公開日 2014年04月03日
(平成26年4月:最新治療)
乳腺・内分泌外科 百留 美樹
平成25年7月にブレストインプラント(シリコンゲル充填人工乳房)による乳がん術後の乳房再建手術が保険適用 となり、加えて乳房再建用ティッシュ・エキスパンダー(組織拡張器)も保険適用となりました。エキスパンダーは組 織を拡張させるためのもので、これを一定期間、乳房皮下や大胸筋下に埋め込むことで、その後のインプラント挿入 が容易になります。これまで経済的負担から乳房再建手術をあきらめていた患者さんにとって、これは大きな朗報 であり、乳房再建手術が乳がん治療の一環として認められたことは、乳がん治療の1つの節目になると思います。

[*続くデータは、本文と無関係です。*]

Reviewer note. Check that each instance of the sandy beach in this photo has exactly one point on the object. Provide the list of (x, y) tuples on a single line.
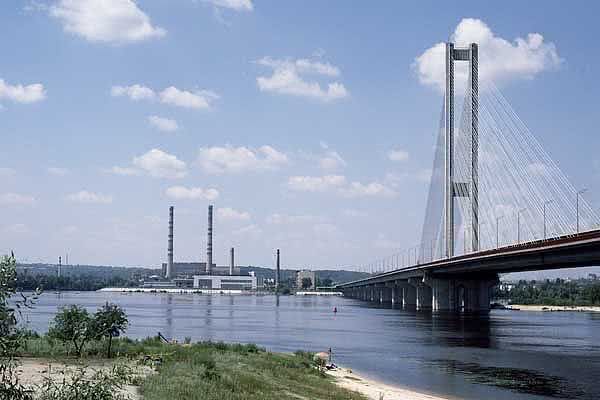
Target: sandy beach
[(376, 390), (553, 308)]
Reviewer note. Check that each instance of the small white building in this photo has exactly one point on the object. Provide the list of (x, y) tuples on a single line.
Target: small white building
[(225, 282)]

しかし、保険適用の対象となるためにはいくつかの制約があります。その一つは、実施施設認定を受けた医療機関のみでしか保険適用の乳房再建手術をうけることができないということです。日本乳房オンコプラスティックサージャリー学会主催の講習会を受講した乳腺専門医と形成外科専門医の双方が勤務する医療機関であることが認定の条件となります。当院は平成26年2月に実施施設認定を取得することができました。もう一つは、保険適用となるインプラントとエキスパンダーの種類が限られているということです。インプラントはナトレル®ブレスト・インプラント(ラウンド型)とナトレル®R410ブレスト・インプラント(アナトミカル型)の2種類が保険適用となっています。アナトミカル型はしずくの形をしており、ラウンド型と比較しより自然な形状です。エキスパンダーはナトレル®133ティッシュ・エキスパンダーのみが保険適用となっています。
乳がんは女性が患うがんの中で最も多いがんであり、日本では毎年約6万人の方が乳がんと診断され、そのほとんどの方が手術を受けることになります。そのうち乳房温存手術を受ける方が7割、乳房切除手術を受ける方が3割といわれています。乳房切除手術を受けた患者さんに、インプラントによる乳房再建手術の選択肢を提供できるようになったことは、当院にとって大きな前進です。これを機に更に患者さんのニーズに沿った医療を推進していきたいと思っております。